Le lieu de rencontre entre ces deux vieux amoureux est une sorte de croisement entre le passé et ce qui est à venir. « L’avenir », dit-il. Que signifie?
Il s’agissait de revenir à l’idée sur laquelle le court-métrage se termine: comment vivons rupture une rupture dans le présent, comment nous nous en souvenons et ce que nous attendons de celles qui vont arriver.

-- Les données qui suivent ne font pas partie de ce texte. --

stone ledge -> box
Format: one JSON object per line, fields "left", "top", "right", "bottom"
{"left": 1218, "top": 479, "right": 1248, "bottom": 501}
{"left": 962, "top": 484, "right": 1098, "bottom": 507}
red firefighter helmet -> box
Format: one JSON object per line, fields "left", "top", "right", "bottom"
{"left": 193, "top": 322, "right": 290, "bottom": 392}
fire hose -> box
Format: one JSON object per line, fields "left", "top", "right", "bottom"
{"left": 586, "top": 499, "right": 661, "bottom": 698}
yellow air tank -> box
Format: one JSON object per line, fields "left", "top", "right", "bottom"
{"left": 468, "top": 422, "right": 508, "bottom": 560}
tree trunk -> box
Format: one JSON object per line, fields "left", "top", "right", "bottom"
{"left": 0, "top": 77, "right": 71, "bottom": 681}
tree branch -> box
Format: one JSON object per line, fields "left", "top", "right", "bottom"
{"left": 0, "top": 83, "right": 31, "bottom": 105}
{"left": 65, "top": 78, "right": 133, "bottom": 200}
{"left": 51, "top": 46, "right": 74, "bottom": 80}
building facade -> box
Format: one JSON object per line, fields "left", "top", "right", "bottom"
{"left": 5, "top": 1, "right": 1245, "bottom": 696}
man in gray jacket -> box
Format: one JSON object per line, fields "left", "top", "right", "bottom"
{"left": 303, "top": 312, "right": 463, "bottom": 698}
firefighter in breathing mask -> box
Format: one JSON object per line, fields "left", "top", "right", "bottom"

Le personnage de Clara adopte un discours naïf accroché à ce qui pourrait être et réaffirmant : « Oui maintenant, je vais bien. » Daniel, au contraire, se résigne. Mais son discours est plus que pessimiste, celui d’un survivant. Je pense que, quand ils atteignent undans l’ une de ces deux positions certain âge, tout ce que nous avons rencontré. La chose tragique et drôle est que, après un certain temps , nous retombons amoureux et recommençons.
Parlez-nous de la grotte avec laquelle l’histoire s’ouvre et se ferme.
Au niveau formel, j’étais très intéressé à donner un ton entier à la tragédie classique, d’où la division en actes, la musique classique, la voix omniprésente du narrateur et son style littéraire. Cette utilisation de l’artificiel pour raconter deux histoires qui parlent de quelque chose de si commun, à travers des personnages presque anodins, m’a semblé dessiner très bien comment nous faisons normalement face à des ruptures. Surtout, comment on les raconte. Toute cette tragédie de la rupture de l’amour dans laquelle nous sommes tous tombés semblait très tendre, pathétique et drôle à la fois. Si la caverne n’avait pas existé, Daniel serait rentré chez lui après la rencontre avec Clara, comme dans le récit. Donc j’ai adoré l’idée que, pour faire le court métrage, notre « héros » retournerait épuisé dans sa caverne.
Avant ce court métrage, vous avez dirigé Stockholm avec Rodrigo Sorogoyen. Comment est-ce de faire un film à quatre mains?
C’était une expérience incroyable et très intense. Nous avions douze jours pour tourner le film, il n’y avait pas d’argent pour plus, donc nous devions faire un travail de planification très consciencieux dans lequel nous définissions très clairement le travail de chacun. Je me suis concentré sur la réalisation de l’image, en travaillant main dans la main avec Rodrigo et avec Álex de Pablo, le directeur de la photographie. Avec un temps et des conditions de tournage aussi exigeants, ce partage d’efforts a aidé Rodrigo à ne jamais perdre la vision générale du film.
Trouvez-vous une relation entre les personnages de Stockholm et Ahora serenos felices ?
La vérité est que je n’y avais jamais pensé. Je ne le vois pas, je pense que les deux propositions sont très différentes , bien que dans les deux protagonistes sont des couples. A Stockholm, il y a une intention claire de pousser la relation des étrangers à la limite, le » je t’aime, maintenant « . En ASF nous pourrions dire que l’intention est le contraire, le temps fait disparaître toute cette folie d’amour dans une histoire dont vous vous souviendrez difficilement.
Vous préparez votre premier film, Spanien. Rien que le titre promet déjà. Pouvez-vous nous en dire quelque chose?
Spanien nous emmène dans un futur proche où notre pays est absorbé, après plusieurs sauvetages, par l’Allemagne. Marisol, le maire de Benidorm, décide de proclamer l’indépendance de sa ville après que les Rois Catholiques apparaissent dans un rêve et confient la mission de reconquérir le pays. C’est une satire politique très méditerranéenne écrite avec Daniel Remón et , au vu des nouvelles politiques , petit à petit, c’est plutôt un documentaire.